Furore erupts after 9 student groups ban pro-Israel speakers in latest antisemitism controversy to roil US campuses; Jewish leaders at college decry ‘panic-mongering’
By LUKE TRESS
Leading US Jewish groups on Monday condemned the law school at the University of California, Berkeley, amid an uproar over a ban on Zionist speakers by student groups, the latest in a series of battles over antisemitism on US campuses.
Twenty-six organizations said the ban was a “vicious attempt to marginalize and stigmatize the Jewish, Israeli, and pro-Israel community.”
“This is unabashed antisemitism,” said the signatories, including the World Jewish Congress, AIPAC, the Louis D. Brandeis Center for Human Rights Under Law and the Simon Wiesenthal Center. The letter was published in The Jewish Journal.
Over 150 student groups from US universities also signed an open letter condemning the bylaw.
A pro-Palestinian organization set off the controversy at the start of the academic year in August by announcing a bylaw that banned speakers that support “Zionism, the apartheid state of Israel, and the occupation of Palestine.”
Nine student groups signed onto the bylaw led by the campus’s chapter of Students for Justice in Palestine. It included other anti-Israel measures including a commitment to the Boycott, Divestment and Sanctions (BDS) movement.

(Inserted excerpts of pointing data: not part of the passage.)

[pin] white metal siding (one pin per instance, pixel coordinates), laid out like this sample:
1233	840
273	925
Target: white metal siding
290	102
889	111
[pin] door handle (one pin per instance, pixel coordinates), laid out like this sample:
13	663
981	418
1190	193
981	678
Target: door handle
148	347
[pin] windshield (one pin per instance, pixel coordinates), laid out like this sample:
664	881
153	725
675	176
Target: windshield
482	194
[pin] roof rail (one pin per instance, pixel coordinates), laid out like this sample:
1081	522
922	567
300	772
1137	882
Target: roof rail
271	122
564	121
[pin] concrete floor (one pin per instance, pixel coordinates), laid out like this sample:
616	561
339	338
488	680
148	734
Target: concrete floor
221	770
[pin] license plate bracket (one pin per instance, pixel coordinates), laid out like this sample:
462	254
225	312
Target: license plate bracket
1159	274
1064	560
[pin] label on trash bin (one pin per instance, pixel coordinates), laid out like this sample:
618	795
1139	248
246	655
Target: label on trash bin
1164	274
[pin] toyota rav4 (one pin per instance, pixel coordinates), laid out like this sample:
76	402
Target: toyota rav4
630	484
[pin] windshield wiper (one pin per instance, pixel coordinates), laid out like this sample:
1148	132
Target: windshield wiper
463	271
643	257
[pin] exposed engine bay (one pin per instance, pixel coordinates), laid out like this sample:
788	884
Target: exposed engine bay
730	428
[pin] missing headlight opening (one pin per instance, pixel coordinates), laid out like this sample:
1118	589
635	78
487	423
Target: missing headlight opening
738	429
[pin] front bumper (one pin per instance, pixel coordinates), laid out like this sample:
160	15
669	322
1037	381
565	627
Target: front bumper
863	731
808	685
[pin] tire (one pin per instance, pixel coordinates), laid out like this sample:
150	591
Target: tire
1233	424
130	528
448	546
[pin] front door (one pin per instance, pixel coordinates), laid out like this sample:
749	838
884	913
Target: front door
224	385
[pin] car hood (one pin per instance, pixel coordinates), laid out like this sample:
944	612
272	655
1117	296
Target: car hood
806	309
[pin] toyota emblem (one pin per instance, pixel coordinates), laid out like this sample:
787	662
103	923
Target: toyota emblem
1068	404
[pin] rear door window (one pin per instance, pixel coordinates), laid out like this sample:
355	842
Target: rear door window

The college’s Jewish Students Association said it had not been consulted about the move, which it said “alienates many Jewish students from certain groups on campus” and could stoke antisemitism.
Last week, The Jewish Journal published an op-ed on the issue titled “Berkeley develops Jewish-free zones,” igniting a firestorm of controversy.
The op-ed’s author, Kenneth L. Marcus, is the founder of the Brandeis Center, an advocacy organization that has led the legal battle against antisemitism on college campuses.
“Anti-Zionism is flatly antisemitic. Using ‘Zionist’ as a euphemism for Jew is nothing more than a confidence trick,” said Marcus, a Berkeley Law alum. He likened the student bylaw to the Nazi judenfrei, meaning an area cleansed of Jews.
Berkeley Law’s dean, Erwin Chemerinsky, hit back on Saturday in an op-ed in The Daily Beast.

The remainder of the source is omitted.